July 26, 2011
When the State Legislature passed of the hydrofracking moratorium bill late last year, I drew a lot of flack for urging then-Governor David Paterson to veto the measure. Supporters of the moratorium raised the ghastly specter of contaminated water supplies and went as far as supporting a ban on all gas drilling in the Marcellus Shale and beyond.
Paterson vetoed the measure but then issued an executive order instituting a moratorium on gas drilling in the Marcellus Shale. It was a head-scratching decision because drilling could not be permitted because the environmental regulations had yet to be drafted.
Because of my outspoken opposition to the hydrofracking moratorium, I was invited, along with John Holko, president of Lenape Resources, onto a NY1 News debate with actor Mark Ruffalo and Gasland filmmaker Josh Fox. It was an enlightening experience fending off both men’s wild accusations about the perils of “fracking.”
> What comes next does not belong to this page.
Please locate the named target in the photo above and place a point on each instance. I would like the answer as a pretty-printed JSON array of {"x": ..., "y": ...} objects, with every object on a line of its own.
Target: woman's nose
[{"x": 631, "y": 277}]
Since leaving office last year, I have written op-ed essays and appeared on the radio extolling the benefits of natural gas exploration in the Marcellus Shale. The NY Post published my op-ed, Phony Fears on Fracking, where I refuted the hysteria about the threat allegedly posed by horizontal hydraulic fracturing.
The election of pro-business Governor Andrew Cuomo brought the opportunity for a change in state policy. When asked about his efforts to reduce state spending, keeping taxes low and reducing the state workforce, Cuomo replied, “I’m a progressive who’s broke.”
Just last month, Governor Cuomo and the State Department of Environmental Conservation (DEC) agreed that prohibiting gas exploration without any credible evidence of danger to the state’s water supply would not be in the best interest of our state’s economy. Cuomo has gone on to say that his focus over the next six months will be “jobs, jobs, jobs.” That is good news for the residents and local governments in the state’s Southern Tier.